Он раскрыл рот, но она не дала вставить слова.
— Ты выбрал. Не меня. Не наш дом. А спокойствие. Чтобы всё было, как раньше: мама управляет, жена молчит.
— Неправда…
— Правда. Я просто слишком долго закрывала глаза. Но сейчас — вот ты, вот она, вот я. Всё ясно.
На диване Лариса Аркадьевна демонстративно шмыгала носом.
— Значит, выгоняешь меня? — выдохнул Сергей.

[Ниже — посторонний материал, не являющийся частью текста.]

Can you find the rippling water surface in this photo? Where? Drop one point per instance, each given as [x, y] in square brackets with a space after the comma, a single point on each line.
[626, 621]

— Нет, Серёжа. Я тебя отпускаю. Потому что держать рядом мужчину, который не способен сказать матери «хватит», — это унижение. А я устала. Я выбираю себя.
Он стоял, как оглушённый. Потом сгорбился, сунул вещи в пакет и ушёл.
Полина села на подоконник. Воздух был свежий, но в груди тяжесть.
Андрей коснулся её плеча.
— Ты молодец.
— Не чувствую себя молодцом. Чувствую себя после бури. Жива, но промокшая, продрогшая, одна… и крыша разнесена.
— Зато теперь можно строить заново. Без гнили, — сказал он просто.
Она рассмеялась сквозь слёзы.
— Оставайся. Чай попьём. Из моей кружки.
Лариса Аркадьевна поднялась с дивана и, ни слова не сказав, ушла в спальню. И впервые — без хлопанья дверью.